Die meisten kommunalen Stromanbieter in Deutschland müssen keine hohen IT-Sicherheitsstandards vorweisen und sind damit möglicherweise leichter angreifbar für Hacker. Das hat eine Auswertung des ARD-Politikmagazins "Report Mainz" ergeben. Untersucht wurden die kommunalen Stromversorger in den hundert größten Städten Deutschlands. Das Ergebnis zeigt, dass über 90 Prozent der Stromversorger per Verordnung ihre IT-Systeme nicht in besonderem Maße vor Cyberangriffen schützen müssen.

Schwellenwerte in der "Kritisverordnung" festgelegt Das Bundesamt für Sicherheit in der Informationstechnik (BSI) legt in der sogenannten "Kritisverordnung" Schwellenwerte fest, ab denen öffentliche Institutionen oder Unternehmen als sogenannte kritische Infrastrukturen (Kritis) gelten. Darunter werden Systeme verstanden, die für die Aufrechterhaltung wichtiger gesellschaftlicher Funktionen essenziell sind. Dazu gehören z. B. die Gerichtsbarkeit, die medizinische Versorgung oder auch die Energieversorgung. Diese Institutionen sind dann dazu verpflichtet, dass ihre IT-Systeme bestimmte Sicherheitsstandards erfüllen, um besser vor Cyberangriffen geschützt zu sein. Der Schwellenwert für Energieunternehmen beispielsweise in der Sparte Strom liegt bei 3.700 Gigawattstunden verkauftem Strom pro Jahr. Recherchen von "Report Mainz" haben ergeben, dass diesen Schwellenwert über 90 Prozent der öffentlichen Stromversoger in den bundesweit hundert größten Städten nicht erreichen und somit hohe Standards in der IT-Sicherheit nicht erfüllt werden müssten.

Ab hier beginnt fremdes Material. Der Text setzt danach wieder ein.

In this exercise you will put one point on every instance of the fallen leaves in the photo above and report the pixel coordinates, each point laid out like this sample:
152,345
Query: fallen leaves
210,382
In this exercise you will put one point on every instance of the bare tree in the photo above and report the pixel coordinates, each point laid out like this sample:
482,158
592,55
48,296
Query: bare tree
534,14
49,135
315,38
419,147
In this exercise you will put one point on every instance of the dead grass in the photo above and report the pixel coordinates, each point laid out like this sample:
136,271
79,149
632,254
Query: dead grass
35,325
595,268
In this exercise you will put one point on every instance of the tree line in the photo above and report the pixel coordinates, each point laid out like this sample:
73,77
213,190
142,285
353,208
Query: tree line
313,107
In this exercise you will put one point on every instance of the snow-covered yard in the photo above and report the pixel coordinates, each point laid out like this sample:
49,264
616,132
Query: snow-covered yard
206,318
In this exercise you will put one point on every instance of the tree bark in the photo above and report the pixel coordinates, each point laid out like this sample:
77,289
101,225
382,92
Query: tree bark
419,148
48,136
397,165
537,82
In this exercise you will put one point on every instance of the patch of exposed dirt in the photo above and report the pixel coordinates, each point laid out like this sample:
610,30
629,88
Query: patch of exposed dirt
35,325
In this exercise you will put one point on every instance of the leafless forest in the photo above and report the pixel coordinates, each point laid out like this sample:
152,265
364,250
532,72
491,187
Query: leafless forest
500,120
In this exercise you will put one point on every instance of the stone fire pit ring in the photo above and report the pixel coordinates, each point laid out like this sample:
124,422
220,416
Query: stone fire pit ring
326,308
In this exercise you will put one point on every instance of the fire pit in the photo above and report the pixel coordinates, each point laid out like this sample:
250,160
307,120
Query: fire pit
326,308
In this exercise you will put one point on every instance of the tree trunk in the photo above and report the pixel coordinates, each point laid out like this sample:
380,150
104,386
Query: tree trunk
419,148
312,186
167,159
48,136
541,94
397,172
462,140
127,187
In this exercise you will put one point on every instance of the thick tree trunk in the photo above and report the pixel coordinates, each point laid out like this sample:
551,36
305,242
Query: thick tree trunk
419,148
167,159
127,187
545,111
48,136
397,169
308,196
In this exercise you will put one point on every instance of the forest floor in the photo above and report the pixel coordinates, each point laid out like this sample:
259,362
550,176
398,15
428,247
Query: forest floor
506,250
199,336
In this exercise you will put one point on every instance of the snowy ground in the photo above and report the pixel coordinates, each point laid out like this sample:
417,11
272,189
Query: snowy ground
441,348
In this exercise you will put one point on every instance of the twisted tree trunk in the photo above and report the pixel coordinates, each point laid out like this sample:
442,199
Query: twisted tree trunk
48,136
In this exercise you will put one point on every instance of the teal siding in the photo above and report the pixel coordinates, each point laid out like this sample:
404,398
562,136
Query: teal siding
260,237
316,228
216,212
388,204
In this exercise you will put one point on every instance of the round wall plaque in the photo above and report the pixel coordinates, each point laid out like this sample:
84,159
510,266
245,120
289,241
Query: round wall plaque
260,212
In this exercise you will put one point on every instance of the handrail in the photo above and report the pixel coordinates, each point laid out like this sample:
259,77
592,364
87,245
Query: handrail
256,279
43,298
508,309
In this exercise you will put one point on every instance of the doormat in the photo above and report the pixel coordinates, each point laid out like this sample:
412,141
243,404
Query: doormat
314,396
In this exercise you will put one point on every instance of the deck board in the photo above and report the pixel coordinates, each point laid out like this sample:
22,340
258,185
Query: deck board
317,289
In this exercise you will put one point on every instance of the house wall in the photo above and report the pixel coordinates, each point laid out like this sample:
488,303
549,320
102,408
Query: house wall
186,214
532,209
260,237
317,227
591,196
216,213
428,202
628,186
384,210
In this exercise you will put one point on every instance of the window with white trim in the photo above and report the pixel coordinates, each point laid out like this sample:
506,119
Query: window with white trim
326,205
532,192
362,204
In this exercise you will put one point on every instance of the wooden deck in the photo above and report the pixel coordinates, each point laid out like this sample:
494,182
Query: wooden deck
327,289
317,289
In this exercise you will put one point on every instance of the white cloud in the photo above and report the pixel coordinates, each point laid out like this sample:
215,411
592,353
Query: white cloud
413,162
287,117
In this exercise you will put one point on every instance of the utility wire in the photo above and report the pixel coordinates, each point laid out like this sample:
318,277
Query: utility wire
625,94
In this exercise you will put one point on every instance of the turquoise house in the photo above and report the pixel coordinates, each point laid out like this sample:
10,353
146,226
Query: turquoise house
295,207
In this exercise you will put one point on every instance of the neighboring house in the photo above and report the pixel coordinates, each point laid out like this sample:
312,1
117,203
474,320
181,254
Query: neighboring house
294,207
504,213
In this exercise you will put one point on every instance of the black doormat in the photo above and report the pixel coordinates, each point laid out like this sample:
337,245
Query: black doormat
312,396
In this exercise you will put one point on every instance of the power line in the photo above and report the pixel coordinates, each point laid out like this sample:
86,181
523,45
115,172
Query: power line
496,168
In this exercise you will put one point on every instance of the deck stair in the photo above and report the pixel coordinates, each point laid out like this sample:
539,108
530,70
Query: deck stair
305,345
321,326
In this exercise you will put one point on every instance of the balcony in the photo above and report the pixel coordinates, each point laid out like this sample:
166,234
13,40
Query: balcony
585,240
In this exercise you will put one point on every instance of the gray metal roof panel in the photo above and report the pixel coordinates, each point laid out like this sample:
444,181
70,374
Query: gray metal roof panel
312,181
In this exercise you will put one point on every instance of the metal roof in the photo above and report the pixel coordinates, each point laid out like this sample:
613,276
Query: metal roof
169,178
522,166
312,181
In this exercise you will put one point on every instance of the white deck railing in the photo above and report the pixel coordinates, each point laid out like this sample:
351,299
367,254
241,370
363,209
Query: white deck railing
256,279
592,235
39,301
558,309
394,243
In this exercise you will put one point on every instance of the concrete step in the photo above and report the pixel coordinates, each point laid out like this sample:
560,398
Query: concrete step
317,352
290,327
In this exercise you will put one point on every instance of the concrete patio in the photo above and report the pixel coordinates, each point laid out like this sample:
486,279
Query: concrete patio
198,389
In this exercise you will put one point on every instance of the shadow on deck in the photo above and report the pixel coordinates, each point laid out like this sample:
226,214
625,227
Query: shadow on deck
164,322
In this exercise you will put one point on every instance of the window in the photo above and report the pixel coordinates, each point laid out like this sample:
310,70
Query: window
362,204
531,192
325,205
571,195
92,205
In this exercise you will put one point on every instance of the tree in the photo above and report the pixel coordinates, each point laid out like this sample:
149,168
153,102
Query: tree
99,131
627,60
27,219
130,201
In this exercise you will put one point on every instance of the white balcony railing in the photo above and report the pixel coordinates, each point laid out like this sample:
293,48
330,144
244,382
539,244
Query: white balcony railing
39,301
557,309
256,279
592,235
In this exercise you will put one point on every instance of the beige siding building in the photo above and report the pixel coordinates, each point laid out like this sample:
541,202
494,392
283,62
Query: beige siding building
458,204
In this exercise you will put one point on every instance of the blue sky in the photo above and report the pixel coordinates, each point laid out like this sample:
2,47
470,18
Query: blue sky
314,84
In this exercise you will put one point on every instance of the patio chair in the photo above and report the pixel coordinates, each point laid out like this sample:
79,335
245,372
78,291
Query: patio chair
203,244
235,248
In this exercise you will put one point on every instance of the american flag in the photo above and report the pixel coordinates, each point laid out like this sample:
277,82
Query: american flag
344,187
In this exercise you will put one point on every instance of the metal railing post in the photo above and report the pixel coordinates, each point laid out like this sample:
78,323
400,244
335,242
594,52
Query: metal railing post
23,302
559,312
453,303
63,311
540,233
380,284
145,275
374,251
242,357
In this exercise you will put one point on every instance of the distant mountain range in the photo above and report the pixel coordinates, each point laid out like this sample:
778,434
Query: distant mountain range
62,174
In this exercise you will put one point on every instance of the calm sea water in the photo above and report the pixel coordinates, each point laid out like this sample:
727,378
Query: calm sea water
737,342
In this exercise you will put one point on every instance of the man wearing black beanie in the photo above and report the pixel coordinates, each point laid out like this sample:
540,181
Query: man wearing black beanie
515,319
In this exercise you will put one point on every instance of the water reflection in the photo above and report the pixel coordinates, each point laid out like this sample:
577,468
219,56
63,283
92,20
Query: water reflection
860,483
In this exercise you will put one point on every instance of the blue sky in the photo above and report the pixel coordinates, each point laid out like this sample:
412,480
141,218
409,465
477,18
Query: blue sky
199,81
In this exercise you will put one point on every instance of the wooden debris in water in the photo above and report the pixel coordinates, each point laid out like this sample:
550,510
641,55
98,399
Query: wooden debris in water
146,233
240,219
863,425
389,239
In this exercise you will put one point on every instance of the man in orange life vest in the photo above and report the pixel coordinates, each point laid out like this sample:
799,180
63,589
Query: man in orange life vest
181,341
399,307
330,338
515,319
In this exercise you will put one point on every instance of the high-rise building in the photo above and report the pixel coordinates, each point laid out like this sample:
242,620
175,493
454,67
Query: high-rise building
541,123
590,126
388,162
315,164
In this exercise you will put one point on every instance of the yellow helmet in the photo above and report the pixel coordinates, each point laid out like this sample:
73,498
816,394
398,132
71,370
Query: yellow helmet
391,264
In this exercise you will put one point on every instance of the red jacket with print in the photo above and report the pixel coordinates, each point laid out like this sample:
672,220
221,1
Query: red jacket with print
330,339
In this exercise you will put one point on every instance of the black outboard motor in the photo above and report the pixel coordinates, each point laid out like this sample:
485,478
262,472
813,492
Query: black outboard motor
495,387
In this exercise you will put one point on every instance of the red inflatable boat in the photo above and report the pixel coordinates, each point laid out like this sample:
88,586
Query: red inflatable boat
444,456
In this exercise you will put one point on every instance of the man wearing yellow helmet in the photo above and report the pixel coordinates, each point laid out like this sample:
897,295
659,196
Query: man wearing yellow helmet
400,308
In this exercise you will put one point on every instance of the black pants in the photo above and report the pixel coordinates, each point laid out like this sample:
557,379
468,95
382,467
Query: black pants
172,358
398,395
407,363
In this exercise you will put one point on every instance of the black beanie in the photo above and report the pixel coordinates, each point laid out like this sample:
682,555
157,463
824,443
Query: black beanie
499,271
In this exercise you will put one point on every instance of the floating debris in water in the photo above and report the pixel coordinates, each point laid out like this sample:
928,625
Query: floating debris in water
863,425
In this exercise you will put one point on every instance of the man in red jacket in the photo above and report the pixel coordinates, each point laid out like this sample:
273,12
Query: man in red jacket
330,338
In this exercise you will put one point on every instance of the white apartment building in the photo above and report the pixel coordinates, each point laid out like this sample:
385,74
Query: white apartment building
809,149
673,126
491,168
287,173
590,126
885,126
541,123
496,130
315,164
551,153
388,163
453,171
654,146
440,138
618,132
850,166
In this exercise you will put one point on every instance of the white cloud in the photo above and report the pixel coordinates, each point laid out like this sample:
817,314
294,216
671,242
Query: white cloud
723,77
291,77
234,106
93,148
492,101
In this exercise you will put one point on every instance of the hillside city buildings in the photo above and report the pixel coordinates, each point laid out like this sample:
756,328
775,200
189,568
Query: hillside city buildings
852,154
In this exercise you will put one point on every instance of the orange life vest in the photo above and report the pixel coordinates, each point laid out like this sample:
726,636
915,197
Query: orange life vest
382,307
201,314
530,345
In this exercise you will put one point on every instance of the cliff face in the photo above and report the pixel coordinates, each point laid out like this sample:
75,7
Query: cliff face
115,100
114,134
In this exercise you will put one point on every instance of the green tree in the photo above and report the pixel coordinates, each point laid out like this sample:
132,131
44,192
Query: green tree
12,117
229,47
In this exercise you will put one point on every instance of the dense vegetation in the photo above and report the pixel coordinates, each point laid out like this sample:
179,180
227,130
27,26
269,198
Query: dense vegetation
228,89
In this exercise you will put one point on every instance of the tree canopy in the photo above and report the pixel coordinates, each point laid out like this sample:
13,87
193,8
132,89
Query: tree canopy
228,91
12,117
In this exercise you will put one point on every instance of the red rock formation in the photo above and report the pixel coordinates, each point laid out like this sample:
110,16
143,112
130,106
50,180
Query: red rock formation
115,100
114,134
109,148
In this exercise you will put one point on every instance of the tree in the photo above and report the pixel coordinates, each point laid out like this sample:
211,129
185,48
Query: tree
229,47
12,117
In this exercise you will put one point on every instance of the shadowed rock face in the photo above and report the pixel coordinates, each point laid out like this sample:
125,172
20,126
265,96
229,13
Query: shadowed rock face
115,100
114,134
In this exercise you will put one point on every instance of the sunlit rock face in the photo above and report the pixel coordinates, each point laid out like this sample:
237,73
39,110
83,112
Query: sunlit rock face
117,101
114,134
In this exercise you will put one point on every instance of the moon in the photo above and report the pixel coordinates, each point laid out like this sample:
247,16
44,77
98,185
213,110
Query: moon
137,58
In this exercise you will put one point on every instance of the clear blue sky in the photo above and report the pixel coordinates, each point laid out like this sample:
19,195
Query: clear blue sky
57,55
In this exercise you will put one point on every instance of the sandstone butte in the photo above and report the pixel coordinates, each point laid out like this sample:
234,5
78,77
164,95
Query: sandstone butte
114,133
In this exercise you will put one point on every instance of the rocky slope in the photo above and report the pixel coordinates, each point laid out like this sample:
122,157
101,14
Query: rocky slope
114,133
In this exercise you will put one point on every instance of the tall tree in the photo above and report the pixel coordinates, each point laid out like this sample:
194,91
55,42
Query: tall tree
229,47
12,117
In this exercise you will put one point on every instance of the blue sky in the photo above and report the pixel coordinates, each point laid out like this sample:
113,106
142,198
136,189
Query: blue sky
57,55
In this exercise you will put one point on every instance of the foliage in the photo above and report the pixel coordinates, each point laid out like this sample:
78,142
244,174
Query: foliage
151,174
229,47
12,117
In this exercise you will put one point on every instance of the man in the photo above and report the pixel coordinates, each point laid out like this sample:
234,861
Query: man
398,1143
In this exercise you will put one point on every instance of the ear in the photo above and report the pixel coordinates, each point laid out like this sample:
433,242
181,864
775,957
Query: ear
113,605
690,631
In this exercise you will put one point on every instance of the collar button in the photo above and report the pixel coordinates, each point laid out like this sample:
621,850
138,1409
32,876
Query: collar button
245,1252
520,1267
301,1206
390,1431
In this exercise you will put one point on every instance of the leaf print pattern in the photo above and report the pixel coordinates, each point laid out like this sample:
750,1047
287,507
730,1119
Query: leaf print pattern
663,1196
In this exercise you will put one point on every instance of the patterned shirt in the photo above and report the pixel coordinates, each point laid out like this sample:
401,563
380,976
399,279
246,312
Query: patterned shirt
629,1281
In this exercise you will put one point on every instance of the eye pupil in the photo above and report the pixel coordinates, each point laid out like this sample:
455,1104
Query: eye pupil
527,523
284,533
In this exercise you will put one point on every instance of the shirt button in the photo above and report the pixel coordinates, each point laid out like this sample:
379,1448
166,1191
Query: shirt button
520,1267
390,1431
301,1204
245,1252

Konstantin von Notz kritisiert sehr hoch angesetzten Schwellenwert Gegenüber dem ARD-Politikmagazin "Report Mainz" kritisierte der Datenschutzexperte von Bündnis '90/Die Grünen, Konstantin von Notz, den sehr hoch angesetzten Schwellenwert: "Wenn Sie sagen würden, der TÜV für das Auto, das auf der Straße fahren darf, gilt erst ab Leuten, die vier Autos besitzen, dann fällt eben ein Großteil der Leute raus. Und die Autos haben dann eben nicht die Verkehrssicherheit, die sie brauchen." Der Rechtswissenschaftler Dennis-Kenji Kipker von der Universität Bremen fand im Interview mit dem ARD-Politikmagazin "Report Mainz" eine Erklärung für das strukturelle Defizit. Die Schwellenwerte seien zu hoch angesetzt. IT-Sicherheit koste viel Geld und das möchten die meisten Unternehmen an dieser Stelle sparen: "Natürlich besteht auch ein Interesse der Unternehmen, diese Schwellenwerte möglichst hochzuhalten, damit man nicht in diese Schwelle reinfällt. Und man kann durchaus sagen, dass manche Unternehmen sicherlich versucht haben dürften, eben unter dieser Schwelle zu liegen, dass eben diese IT-Sicherheitsmaßnahmen nach Gesetz nicht umzusetzen sind."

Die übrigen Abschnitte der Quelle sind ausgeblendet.